The shift would take place in about 120 days, the hospital said.

“We envision the Leonard Morse Hospital campus becoming a unique behavioral health specialty center dedicated to the mental health of our community for child, adolescent, adult and geriatric psychiatric care,” Andrew Harding, the CEO of MetroWest Medical Center, said in a statement. “Behavioral health is a challenge in our community, and it is critical we optimize our services to help address the issue.”

MetroWest Medical Center will instead shift acute care services to its Framingham Union Hospital campus about six miles away. It will make investments to improve acute care services there, the hospital said, including to the emergency department, hospital infrastructure and clinical equipment.

The proposed change would eliminate Leonard Morse's medical and surgical unit, intensive care unit, operating rooms, emergency department and outpatient rehabilitation services, according to a filing with the Department of Public Health. Only psychiatric services, sleep services and CT scan services will remain.

The Natick campus is licensed for 160 beds: 64 medical and surgical beds, 10 intensive care unit beds, and 86 psychiatric service beds.

PHOTO/COURTESY
MetroWest Medical Center CEO Dr. Andrew Harding

MetroWest Medical Center, along with Saint Vincent Hospital in Worcester, is owned by Dallas-based Tenet Healthcare.

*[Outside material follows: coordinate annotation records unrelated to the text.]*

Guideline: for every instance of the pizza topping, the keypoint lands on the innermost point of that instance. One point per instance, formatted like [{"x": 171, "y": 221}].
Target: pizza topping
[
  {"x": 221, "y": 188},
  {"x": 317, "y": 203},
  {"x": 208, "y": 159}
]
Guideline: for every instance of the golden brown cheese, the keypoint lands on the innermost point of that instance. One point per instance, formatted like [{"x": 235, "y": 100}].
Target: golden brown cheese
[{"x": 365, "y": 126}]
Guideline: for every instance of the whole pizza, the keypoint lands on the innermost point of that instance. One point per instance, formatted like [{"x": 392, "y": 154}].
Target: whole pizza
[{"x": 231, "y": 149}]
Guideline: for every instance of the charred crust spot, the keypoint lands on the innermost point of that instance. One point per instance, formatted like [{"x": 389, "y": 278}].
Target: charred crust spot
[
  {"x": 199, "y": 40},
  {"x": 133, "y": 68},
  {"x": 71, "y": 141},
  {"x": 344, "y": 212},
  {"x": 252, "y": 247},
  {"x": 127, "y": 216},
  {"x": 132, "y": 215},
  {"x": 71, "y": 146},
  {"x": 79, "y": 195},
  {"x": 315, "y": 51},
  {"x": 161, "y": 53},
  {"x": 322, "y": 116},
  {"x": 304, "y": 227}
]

In the most recent five-year period on record with the Massachusetts Center for Health Information and Analysis, MetroWest Medical Center reported a 10% drop in patient discharges, compared with a median increase of 1% among cohort hospitals. Longer-term, the drop has been 41% in the most recent eight-year period, the sharpest decline of any hospital in Central Massachusetts.

MetroWest Medical Center said it intends to formally submit a 90-day closure notice around Feb. 20, which will start a regulatory review process. The Department of Public Health's review includes ensuring measures have been put in place to minimize the effect on the community.

Leonard Morse will not be the first to reposition its behavioral health services. UMass Memorial Medical Center in Worcester opened the 120-bed Hospital for Behavioral Medicine in 2018, with inpatient and outpatient care for adults and children. A new 14-bed psychiatric unit at the Univrsity Campus opened later in the year.